To suggest that something might be important yet has no effects is to invite the question: if it’s not affecting anything, who cares? For instance, I once discharged a patient whose pulse was in the low 40s. No notation of this was found in her documentation, nor any obvious reason why she should be bradycardic. I eventually called back to her floor and her nurse confirmed that it was typical for her. But even if this hadn’t been possible, I would still have known the rest of her presentation: she was alert, oriented, mentating well, pleasantly conversational, and had a reasonable blood pressure and normal skin signs. She was experiencing no distress or acute complaints, and she was reliable enough that if she had been, she’d have been able to communicate her symptoms. So what were the chances that her bradycardia was something new, alarming, and indicative of a dangerous situation? Not very high.

The biggest challenge here is the patient with so many other comorbidities that they become difficult to clinically assess. If they can’t communicate well (or can’t communicate in your language), and at their baseline they have a wide variety of derangements, it can become difficult to wade through everything and isolate new badness from the tangle of typical badness. Use your noggin and do your best.

Finally, your fallback is always…


4. Get to the Right Hospital

Barring anything else, even in the most baffling of situations, most clinical mazes can be untangled if you transport the patient to their usual hospital.

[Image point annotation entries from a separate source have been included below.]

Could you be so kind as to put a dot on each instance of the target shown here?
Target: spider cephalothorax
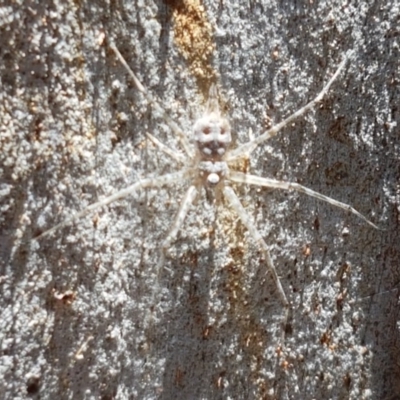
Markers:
(207, 167)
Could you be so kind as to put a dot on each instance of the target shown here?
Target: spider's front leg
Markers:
(240, 177)
(246, 148)
(163, 180)
(235, 203)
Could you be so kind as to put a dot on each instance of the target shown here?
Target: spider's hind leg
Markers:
(235, 203)
(188, 200)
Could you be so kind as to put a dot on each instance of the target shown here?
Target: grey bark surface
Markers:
(73, 129)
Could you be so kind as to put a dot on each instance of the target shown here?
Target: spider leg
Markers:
(247, 148)
(151, 100)
(186, 203)
(240, 177)
(173, 154)
(144, 183)
(235, 203)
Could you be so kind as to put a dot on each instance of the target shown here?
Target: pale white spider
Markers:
(207, 166)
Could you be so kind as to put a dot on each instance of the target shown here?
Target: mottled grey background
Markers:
(72, 129)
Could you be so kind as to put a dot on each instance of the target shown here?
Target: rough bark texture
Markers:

By this I mean wherever they’re typically followed. It may or may not be their requested destination, although it usually is; in any case it’s where they get most of their care (often a nearby community hospital, although sometimes it may be more distant). Some providers give little consideration to these requests, preferring to push for transport to the closest facility or specialized points of entry, but this isn’t just a matter of where the patient likes the meatloaf and the nurses. If you show up with the non-communicative patient with a bizarre presentation and minimal available history, at a hospital that’s never seen them before, they are going to be just as baffled as you are. Eventually they may be able to sort most of it out, but only after substantial time and potentially invasive and unnecessary testing — not exactly the most timely and appropriate care. Remember that although one hospital can usually request records from another, it’s often a cumbersome process involving phone calls and faxed charts, and will never be as comprehensive as what the original facility has access to. (The exception may be hospitals that share an affiliation, which may use the same computer system and hence can mutually access shared records.)

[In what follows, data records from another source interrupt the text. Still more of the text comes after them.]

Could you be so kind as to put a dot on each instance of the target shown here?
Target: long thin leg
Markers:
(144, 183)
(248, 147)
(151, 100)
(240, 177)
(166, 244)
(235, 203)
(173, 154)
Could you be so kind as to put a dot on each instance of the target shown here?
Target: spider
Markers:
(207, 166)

Extremely complex medical histories should go to their customary hospital whenever possible. In some cases, the situation may be so unique that an outside facility won’t even want to touch it — your patient will simply be stabilized and transferred to their normal hospital. This is particularly true when there’s been a recent procedure, devices like an LVAD are in place, or the patient has a rare medical disorder; these patients really may need to be attended to by the specific physician who knows their case, and that kind of familiarity can’t be transmitted by fax.


Long story short, this whole process can be challenging, but managing it is one of the basic skills we need to hone if we’re working in the field. Any monkey can point to the ways that someone differs from textbook normality; it takes a discerning eye to pick out the changes that are relevant to our business of emergency medicine.